19 June (Part 3) - Bexley Council, tormenting bus drivers every day
There
are places where double yellow lines are essential in order to maintain traffic
flow. The need will often be obvious to everyone. However a decision to install a single
yellow line can never be quite as clear cut. When should the restrictions be
enforced for example, it requires an element of brain power, something for which
Bexley Council is not renowned.
At some time within the past year the ninety degree bend where Gayton Road meets
Florence Road in Belvedere was remodelled for moderately good reasons and both
roads became even narrower. Unfortunately no one was bright enough to consider the consequences.
The ‘outside’ of the bend is adorned with only a single yellow line. Except for
ten hours a week it is perfectly legal to park there. Every ten minutes a 244
bus goes by. The scene depicted here is a regular occurrence. The bus cannot get
around without either going up the pavement - left of the picture - and this one didn’t, or partake
in a reversing manoeuvre, which is what is happening here. At busy times
reversing is not always possible.
I wonder how long that will be allowed to go on for. Don’t hold your breath.

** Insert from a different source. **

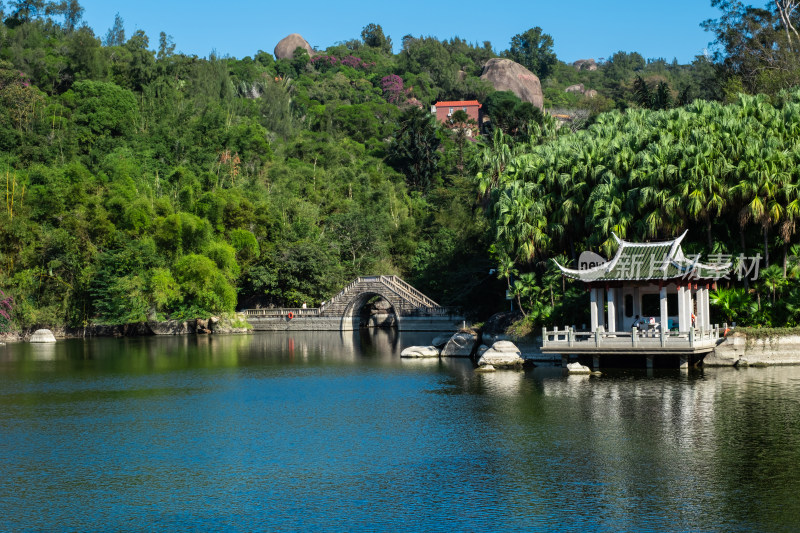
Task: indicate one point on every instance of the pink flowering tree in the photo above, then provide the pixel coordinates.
(6, 307)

300 yards away a not totally different situation exists on Abbey Road and it has
been like it since 2009 and
featured here before. It caused
a nasty accident in 2011 and sometimes
Bexley Council unlawfully tickets cars parked there.
Once upon a time the residents’ parking bays extended to where the double yellow
line now is but along came Bexley Council and installed a pedestrian refuge.
Nothing wrong with that but once again there was an almost total lack of
foresight. The parking bays were redrawn so as not to obstruct the road but no
one filled in the gap with double yellow lines.
When commuters park there as they do every weekday, it brings buses to a near standstill. Maybe that is the idea.